Qui a déclenché les attaques ? Les Américains accusent l’Iran…

Il faut rester prudent. On se rappelle les déclarations fortes mais fallacieuses des Américains au Conseil de l’Onu en 2003, justifiant leur intervention en Irak contre Saddam Hussein par la détention d’armes de destruction massive. Mais on se rappelle aussi qu’en 2000, un destroyer américain avait été victime d’un attentat dans le port d’Aden. Il y a toutefois un élément surprenant : ces attaques ont été portées sur un bateau norvégien et un bateau japonais. Or, la Norvège n’est pas précisément un pays va-t’en guerre contre l’Iran et le premier ministre japonais était précisément en visite à Téhéran au moment où l’attaque a eu lieu.

Quelle est l’importance du détroit d’Ormuz pour le marché pétrolier ?

Environ 18 millions de barils par jour, soit 20% de la consommation mondiale de pétrole et 25% du GNL (gaz naturel liquéfié) y transitent. S’il y a un blocage du détroit d’Ormuz – ce qui n’est pas encore le cas -, il y aurait une possibilité de contournement pour 10 millions de barils par jour : un oléoduc traverse l’Arabie saoudite et débouche sur la mer Rouge, mais il a été attaqué par des drones récemment. Un autre passe par les Emirats arabes unis et un autre va d’Irak en Syrie. Mais il est aussi la cible d’attaques. Par ailleurs, la capacité d’autres pays dans d’autres régions d’augmenter leur production est relativement limitée : le Venezuela, le Nigeria ou la Libye ont des problèmes politiques, les Etats-Unis produisent déjà au maximum. Seule la Russie pourrait augmenter sa production.

Pour l’économie mondiale, quelles pourraient être les conséquences d’une escalade ?

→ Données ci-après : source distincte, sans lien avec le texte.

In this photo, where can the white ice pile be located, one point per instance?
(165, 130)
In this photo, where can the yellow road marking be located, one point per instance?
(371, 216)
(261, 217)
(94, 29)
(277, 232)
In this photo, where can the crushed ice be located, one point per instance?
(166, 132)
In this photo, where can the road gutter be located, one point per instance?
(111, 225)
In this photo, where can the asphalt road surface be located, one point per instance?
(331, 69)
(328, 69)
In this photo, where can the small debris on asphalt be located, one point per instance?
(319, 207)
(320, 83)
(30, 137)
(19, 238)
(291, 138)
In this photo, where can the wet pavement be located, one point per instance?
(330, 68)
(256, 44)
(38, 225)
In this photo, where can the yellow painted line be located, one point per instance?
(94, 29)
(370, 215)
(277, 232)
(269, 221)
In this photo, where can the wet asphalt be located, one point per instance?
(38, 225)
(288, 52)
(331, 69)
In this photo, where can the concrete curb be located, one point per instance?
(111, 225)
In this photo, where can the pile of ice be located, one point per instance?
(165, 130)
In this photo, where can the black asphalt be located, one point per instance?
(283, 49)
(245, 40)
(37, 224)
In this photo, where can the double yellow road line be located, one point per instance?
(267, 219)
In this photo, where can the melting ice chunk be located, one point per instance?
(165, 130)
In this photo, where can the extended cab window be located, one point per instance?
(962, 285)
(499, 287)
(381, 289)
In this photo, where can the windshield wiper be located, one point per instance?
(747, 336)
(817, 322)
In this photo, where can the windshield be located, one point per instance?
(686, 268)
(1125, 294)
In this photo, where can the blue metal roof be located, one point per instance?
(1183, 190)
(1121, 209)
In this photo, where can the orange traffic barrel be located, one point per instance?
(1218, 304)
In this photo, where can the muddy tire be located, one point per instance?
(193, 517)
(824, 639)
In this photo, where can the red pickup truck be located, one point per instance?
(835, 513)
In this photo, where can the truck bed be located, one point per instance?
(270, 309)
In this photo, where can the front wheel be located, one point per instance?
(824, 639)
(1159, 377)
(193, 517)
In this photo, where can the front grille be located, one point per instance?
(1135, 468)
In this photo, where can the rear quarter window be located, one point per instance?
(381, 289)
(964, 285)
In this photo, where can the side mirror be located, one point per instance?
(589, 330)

Il y a un risque majeur. Comment réagiraient les compagnies pétrolières et les assureurs face à un regain de tensions ? Quelles seraient les réactions de Donald Trump ou des Gardiens de la révolution ? Ce qui est inquiétant, c’est qu’en réponse à cette situation, les Etats-Unis ont augmenté la capacité de leur cinquième flotte, basée à Bahreïn. Et à partir du moment où les armes commencent à s’exprimer au Moyen-Orient, on peut craindre des dérapages. Tout cela se situe dans le contexte d’une réunion difficile des pays producteurs de l’Opep fin juin ou début juillet. Réunion difficile, car le marché pétrolier réagit à des facteurs géopolitiques mais aussi à des facteurs économiques. Or l’économie mondiale ralentit en raison du conflit commercial entre la Chine et les Etats-Unis. Cela a tendance à faire baisser les prix. Mais les éléments géopolitiques ont tendance à les faire augmenter. Il sera donc intéressant de voir l’arbitrage que l’Opep, en lien avec la Russie, réalisera dans quelques jours.